The album’s title is derived from the address of his actual childhood home in Fayetteville, North Carolina. The 2014 Forest Hills Drive house marked a change for a young Cole. It was the first proper house his family occupied after growing up in trailer parks, which at the time elevated his sense of domestic pride and socio-economic standing.
This period also marked the spark of Cole’s active interest in rap. Having the privacy of his own room, the time proved instrumental in the development of his now-flourishing talent as an MC. The home was eventually foreclosed upon when Cole was still too young to help, but in poetic act of overcoming he recently bought the house back this past fall – his first property purchase.
What’s apparent over the duration of this album-length reflection, in chorus with the record’s documentary-style trailer video, is that Cole seems to see himself as equal parts local boy done good and prodigal son.
He lives up to the self-promotional hubris of a platinum selling rapper, yet, especially in contrast to his peers, Cole is not restrained in admitting his own insecurities, shortcomings and regrets. In relishing the fruits of his own success, it is not lost on Cole how he’s changed and what he’s left behind. Nor does he seem to have any illusions about the impermanence of that success. This is hip-hop approaching its most transparently human. Cole’s production is also refreshingly restrained, opting for fashionably concise beats and melodies that make up for simplicity with maturity and groove.

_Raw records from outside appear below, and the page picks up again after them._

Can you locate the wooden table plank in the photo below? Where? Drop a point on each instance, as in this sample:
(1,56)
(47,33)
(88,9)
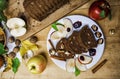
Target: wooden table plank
(74,4)
(111,70)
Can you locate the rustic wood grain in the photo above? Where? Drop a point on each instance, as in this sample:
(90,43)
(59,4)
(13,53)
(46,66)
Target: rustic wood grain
(36,26)
(111,70)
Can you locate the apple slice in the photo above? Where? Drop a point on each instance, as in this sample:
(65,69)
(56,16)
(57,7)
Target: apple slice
(68,26)
(61,28)
(70,65)
(80,66)
(84,59)
(18,32)
(57,35)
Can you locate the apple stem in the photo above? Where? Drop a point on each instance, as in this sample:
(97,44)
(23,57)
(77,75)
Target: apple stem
(33,67)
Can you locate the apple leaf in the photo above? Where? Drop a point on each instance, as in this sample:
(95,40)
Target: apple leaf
(110,15)
(77,71)
(2,50)
(15,65)
(102,14)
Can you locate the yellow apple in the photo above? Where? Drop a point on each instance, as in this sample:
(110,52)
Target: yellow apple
(37,64)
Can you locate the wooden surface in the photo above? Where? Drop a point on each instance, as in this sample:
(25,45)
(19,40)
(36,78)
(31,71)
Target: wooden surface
(111,70)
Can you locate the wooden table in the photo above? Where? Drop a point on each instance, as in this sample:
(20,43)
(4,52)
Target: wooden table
(111,70)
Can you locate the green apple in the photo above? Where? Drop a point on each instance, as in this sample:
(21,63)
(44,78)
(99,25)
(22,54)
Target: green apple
(37,64)
(16,26)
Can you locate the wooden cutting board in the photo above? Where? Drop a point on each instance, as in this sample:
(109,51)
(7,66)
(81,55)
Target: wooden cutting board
(16,9)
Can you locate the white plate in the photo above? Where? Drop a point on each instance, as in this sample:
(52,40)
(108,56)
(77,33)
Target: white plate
(85,21)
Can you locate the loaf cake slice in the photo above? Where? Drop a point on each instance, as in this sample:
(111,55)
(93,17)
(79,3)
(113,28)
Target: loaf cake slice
(88,37)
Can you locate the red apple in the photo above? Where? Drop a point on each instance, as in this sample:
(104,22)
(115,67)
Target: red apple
(36,64)
(99,10)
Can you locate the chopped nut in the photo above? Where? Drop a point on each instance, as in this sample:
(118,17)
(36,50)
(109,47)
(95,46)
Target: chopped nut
(12,54)
(33,39)
(100,41)
(17,42)
(16,49)
(94,28)
(6,48)
(52,52)
(112,31)
(98,34)
(11,39)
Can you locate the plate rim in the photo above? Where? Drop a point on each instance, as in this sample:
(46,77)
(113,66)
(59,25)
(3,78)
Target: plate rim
(103,36)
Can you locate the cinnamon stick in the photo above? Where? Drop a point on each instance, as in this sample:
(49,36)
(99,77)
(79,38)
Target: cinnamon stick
(99,66)
(52,45)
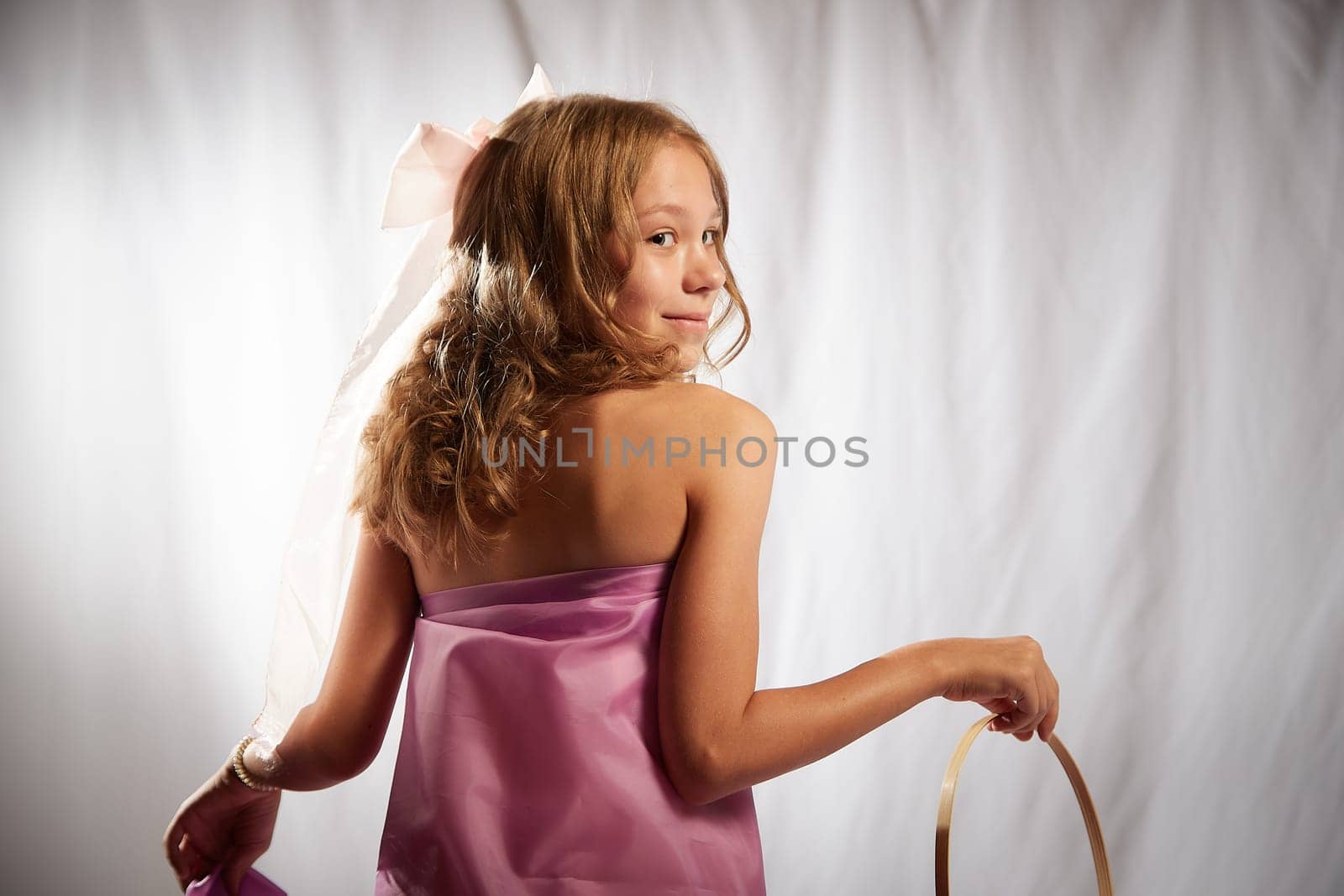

This record was something of a surprise – a pleasant one at that – announced less than a month ago with no singles or further promotion leading up to release.
J. Cole chose to forgo the traditional industry rollout, preferring to limit pre-album hype and context in order for the album to be ingested as a whole. As the aforementioned statement reads, “He wanted it to be pure for fans and he wanted the tale to be heard by them first and the perception to be personal and theirs alone.”